The Weed by the Water
by President Ann Filemyr
Sitting on the breakwater next to Navy Pier in Chicago, I look down at my feet. I’ve taken a moment from the busy higher education conference to sit beside the lake. I notice in front of me the seed clusters of a burdock. This courageous plant is taking full advantage of a crack in the cement. Perhaps a year ago it rooted in a small square of dirt. Sometime last summer it bloomed. Now its hope for the future dangles in front of me. Prickly seedpods I once detested that I have come to admire.
These wiry burrs wreaked havoc in our dog’s fur on my parent’s farm back in Wisconsin. They clung to everything, my red wool coat, my thick socks. If I got them in my hair the only way to get them out was with greasy Vaseline. We called them weeds and pulled them out of the vegetable garden not knowing their true value.

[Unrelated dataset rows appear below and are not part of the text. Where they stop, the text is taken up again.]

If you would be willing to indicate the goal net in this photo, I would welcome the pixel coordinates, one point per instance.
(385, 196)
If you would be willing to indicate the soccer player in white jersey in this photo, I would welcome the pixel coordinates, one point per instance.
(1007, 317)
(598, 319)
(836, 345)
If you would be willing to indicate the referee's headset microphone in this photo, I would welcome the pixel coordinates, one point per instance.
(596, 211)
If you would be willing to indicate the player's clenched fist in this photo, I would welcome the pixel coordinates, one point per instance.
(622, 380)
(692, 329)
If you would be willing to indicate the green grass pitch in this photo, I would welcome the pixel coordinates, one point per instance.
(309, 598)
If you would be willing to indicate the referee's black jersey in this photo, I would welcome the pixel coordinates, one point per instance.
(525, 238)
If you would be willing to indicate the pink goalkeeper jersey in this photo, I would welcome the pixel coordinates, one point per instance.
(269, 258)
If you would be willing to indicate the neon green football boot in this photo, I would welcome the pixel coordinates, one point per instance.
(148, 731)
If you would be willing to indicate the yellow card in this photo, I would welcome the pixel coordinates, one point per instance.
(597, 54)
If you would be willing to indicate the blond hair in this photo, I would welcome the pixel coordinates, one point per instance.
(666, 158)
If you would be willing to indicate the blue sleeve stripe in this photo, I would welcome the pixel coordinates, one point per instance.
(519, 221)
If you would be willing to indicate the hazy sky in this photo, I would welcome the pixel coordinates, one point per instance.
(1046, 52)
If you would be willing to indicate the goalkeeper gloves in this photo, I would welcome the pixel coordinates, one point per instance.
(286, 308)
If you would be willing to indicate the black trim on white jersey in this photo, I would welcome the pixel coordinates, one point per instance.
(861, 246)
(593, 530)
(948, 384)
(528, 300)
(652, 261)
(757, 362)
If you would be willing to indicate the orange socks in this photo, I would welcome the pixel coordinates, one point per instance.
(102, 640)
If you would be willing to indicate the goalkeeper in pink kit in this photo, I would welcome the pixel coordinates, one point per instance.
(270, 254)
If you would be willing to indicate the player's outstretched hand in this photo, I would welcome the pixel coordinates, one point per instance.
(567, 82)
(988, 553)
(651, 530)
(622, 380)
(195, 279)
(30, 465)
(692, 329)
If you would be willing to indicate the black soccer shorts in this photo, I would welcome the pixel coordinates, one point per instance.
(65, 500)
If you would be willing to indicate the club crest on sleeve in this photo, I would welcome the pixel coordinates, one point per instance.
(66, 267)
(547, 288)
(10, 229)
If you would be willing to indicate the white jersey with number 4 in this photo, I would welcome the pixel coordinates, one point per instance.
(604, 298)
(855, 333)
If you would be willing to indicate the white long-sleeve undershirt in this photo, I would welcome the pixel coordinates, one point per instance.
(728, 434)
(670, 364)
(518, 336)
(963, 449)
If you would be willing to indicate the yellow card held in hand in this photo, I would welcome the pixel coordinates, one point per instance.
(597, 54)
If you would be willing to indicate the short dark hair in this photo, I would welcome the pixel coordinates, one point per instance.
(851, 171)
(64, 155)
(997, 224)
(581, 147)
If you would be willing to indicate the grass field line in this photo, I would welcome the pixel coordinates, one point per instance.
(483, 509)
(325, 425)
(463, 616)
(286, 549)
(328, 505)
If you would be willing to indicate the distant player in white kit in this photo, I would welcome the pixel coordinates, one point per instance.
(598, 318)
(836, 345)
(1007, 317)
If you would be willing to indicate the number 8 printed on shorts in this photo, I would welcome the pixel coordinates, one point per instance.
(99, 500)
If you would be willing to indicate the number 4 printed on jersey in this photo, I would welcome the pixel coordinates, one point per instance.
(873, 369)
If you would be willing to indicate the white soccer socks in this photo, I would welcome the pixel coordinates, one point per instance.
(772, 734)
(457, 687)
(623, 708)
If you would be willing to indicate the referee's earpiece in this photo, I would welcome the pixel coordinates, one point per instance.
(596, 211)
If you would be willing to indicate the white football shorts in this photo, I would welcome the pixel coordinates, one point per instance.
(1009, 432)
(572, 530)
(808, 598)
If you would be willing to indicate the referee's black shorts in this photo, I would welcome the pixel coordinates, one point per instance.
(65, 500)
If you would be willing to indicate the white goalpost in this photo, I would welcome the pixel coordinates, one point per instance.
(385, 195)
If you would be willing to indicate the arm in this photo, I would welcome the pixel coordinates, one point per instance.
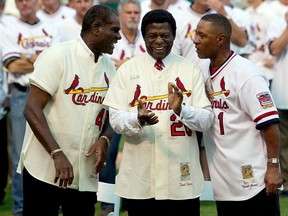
(22, 65)
(130, 123)
(101, 145)
(273, 178)
(278, 45)
(199, 119)
(239, 35)
(33, 112)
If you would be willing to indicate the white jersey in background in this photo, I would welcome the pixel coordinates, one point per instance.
(126, 50)
(62, 13)
(262, 16)
(242, 102)
(279, 87)
(23, 38)
(67, 29)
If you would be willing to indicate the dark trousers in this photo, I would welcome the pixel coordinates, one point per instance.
(44, 199)
(4, 164)
(261, 204)
(147, 207)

Much later I learned these pesky weeds were beneficial medicine plants. Burdock root may be boiled and mashed into a thick pulp and eaten as a diuretic. In Japan it is prized as high cuisine. In Chinese medicine it is combined with other herbs for sore throats, tonsillitis and colds. Externally it can be used for psoriasis and eczema. It is also a key ingredient in an Ojibwe cancer treatment. In other words, this unwanted, unruly weed is actually quite useful and helpful.
Like this burdock plant growing amidst broken cement, we, too, have the ability to grow amidst brokenness and thrive.
Here in the narrow space between large cement blocks, it is also displaying its capacity for survival. Burdock is resilient. The ground is full of trash. Red plastic, green glass, bits of string and other refuse washed up by the waves of Lake Michigan cover this small strip of sandy soil. Still the burdock’s straggly branches bear seed. This plant has produced enough for its next generation, insisting that it will not merely survive but thrive.
I consider how I am like this burdock, and how our students and the clients they will serve are as well. Many of us have learned to live in less than ideal circumstances. We have grown up in spaces too small or too narrowly defined. Everything we need may not be available to us. Our gifts have been overlooked or treated with hostility. We have been mistaken for unwanted weeds. Yet we discover we can heal and help others. We have our own unique medicine. We just have to learn to access it.
Our unique curriculum does just that. Through transformational learning experiences, our students access their gifts in order to serve others. Like this burdock plant growing amidst broken cement, we, too, have the ability to grow amidst brokenness and thrive.